Alex Cartwright, former State University of New York System provost and executive vice chancellor, took over as MU's chancellor Tuesday.
His arrival marked the first day MU has had a non-interim chancellor since the end of 2015. Although he officially began Tuesday, he's been actively involved behind the scenes for some time.
At a UM System Board of Curators retreat last month, Cartwright called for MU and the system to build a "winning culture." He said the university needs to actively recruit faculty and staff that aren't just smart and talented but are also good human beings. He said by doing so, employees will encourage one another and recognize that "we're all on the same team."
A major issue for MU and the system has been a decline in state funding. Cuts to higher education funding, as well as enrollment declines, have forced MU to trim about $60 million in reserves, programs and more than 400 jobs.
Because of this, President Mun Choi, system Chief Financial Officer Ryan Wrapp, curators and campus officials have discussed at recent meetings how the system's primary source of revenue will need to shift from state funding to tuition. At its July 28 teleconference meeting, the board discussed how funding for educational buildings has historically been from state or federal funding, but this cannot be the case going forward.
Cartwright is also stepping into the position at a time when MU's enrollment has nosedived. This year's first-time freshman class is estimated to be about 4,009 students, while three years ago, in 2014, the fall first-time enrollment was 6,515 — a decrease of almost 40 percent.
But Cartwright feels there's room for optimism.
"If you look at this institution, it has all of the components of being an absolutely great institution, an institution that has a tradition unlike many others in this country," Cartwright said when he took the job. "And I believe not only is it an attractive place, but it can become a premier public research university in this country."
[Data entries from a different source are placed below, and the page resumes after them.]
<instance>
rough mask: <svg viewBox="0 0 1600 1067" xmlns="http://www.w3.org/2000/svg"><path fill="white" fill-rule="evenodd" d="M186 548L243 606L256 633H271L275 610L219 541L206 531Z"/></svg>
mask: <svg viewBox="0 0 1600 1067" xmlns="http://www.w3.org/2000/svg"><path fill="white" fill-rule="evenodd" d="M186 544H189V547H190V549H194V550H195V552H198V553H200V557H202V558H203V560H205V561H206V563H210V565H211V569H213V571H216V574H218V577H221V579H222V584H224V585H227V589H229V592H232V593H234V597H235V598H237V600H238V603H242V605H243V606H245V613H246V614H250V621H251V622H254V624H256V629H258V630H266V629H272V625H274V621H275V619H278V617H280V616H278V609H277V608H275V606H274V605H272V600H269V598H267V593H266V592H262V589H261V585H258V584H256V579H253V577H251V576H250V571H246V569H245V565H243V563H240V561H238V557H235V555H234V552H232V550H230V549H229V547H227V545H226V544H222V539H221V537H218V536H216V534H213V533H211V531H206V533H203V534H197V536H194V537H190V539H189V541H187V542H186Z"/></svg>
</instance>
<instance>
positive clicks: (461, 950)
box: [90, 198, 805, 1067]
Research is a key emphasis for MU going forward, Choi has said. Cartwright was the president of the State University of New York's research foundation from January 2015 to June 2016.
Curators voted Friday to request state funding for capital budget projects. MU's priority project was a planned new Translational Precision Medicine Complex, where new treatment techniques and technology would be developed and applied.
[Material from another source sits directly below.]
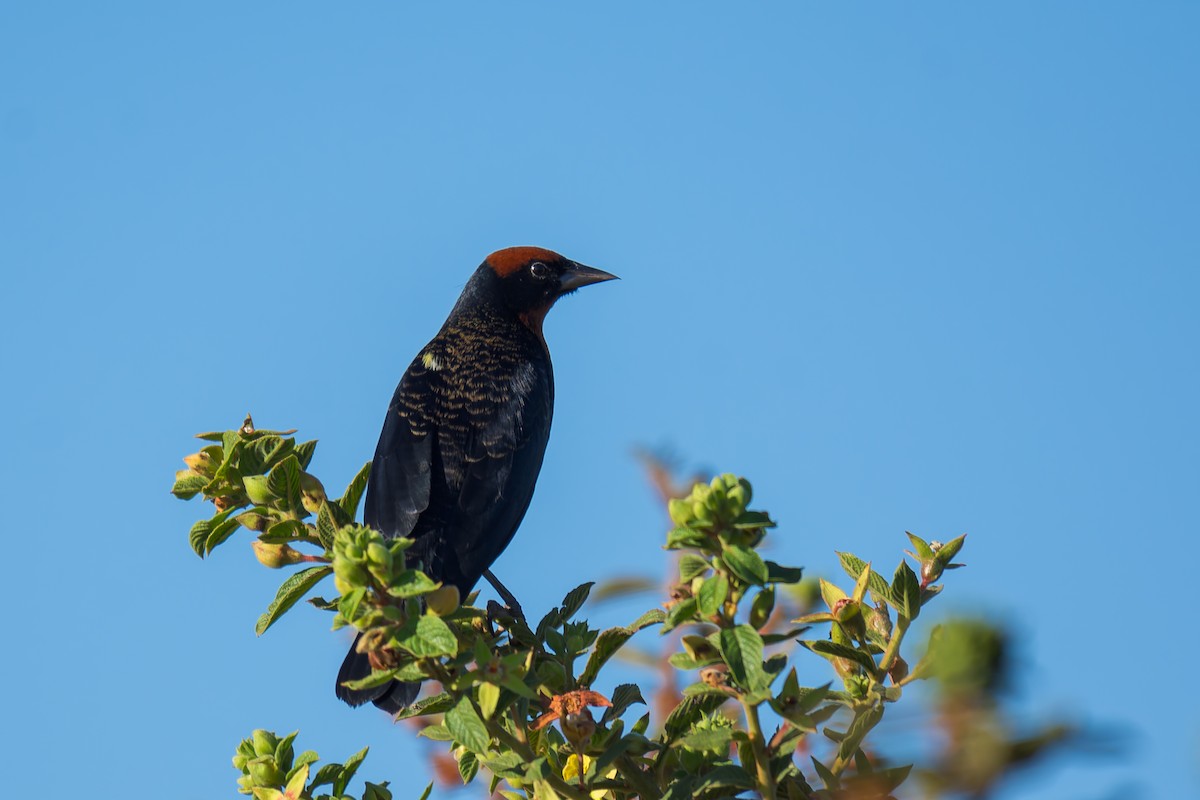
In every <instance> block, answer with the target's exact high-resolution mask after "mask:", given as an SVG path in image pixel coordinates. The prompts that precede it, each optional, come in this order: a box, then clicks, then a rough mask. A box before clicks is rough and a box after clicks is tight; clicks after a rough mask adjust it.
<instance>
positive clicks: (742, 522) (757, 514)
mask: <svg viewBox="0 0 1200 800" xmlns="http://www.w3.org/2000/svg"><path fill="white" fill-rule="evenodd" d="M733 527H734V528H737V529H738V530H754V529H756V528H774V527H775V523H774V522H772V521H770V517H769V516H767V512H766V511H743V512H742V513H740V515H739V516H738V518H737V519H734V521H733Z"/></svg>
MU has come under fire for lacking diversity. The Liaison Committee on Medical Education found that MU's medical school needed to improve the diversity of its students or risk losing its accreditation. The racial climate on campus was at the root of unrest in the fall of 2015 that led to the resignations of Loftin and former President Tim Wolfe.
Cartwright brings experience in broadening diversity in a university setting. "Dr. Cartwright introduced and saw adopted a sweeping diversity, equity and inclusion policy which applies to all campuses and SUNY’s System Administration," according to the State University of New York's website.
The State University of New York, commonly known as SUNY, is the largest state university system in the country. It has about 1.3 million students, and it is made up of 64 universities, according to its website.
Cartwright is married, has two children and was born in the Bahamas. He graduated from the University of Iowa with a doctorate in electrical and computer engineering, and he is a fellow of the American Association for the Advancement of Science for his work researching and teaching optical engineering.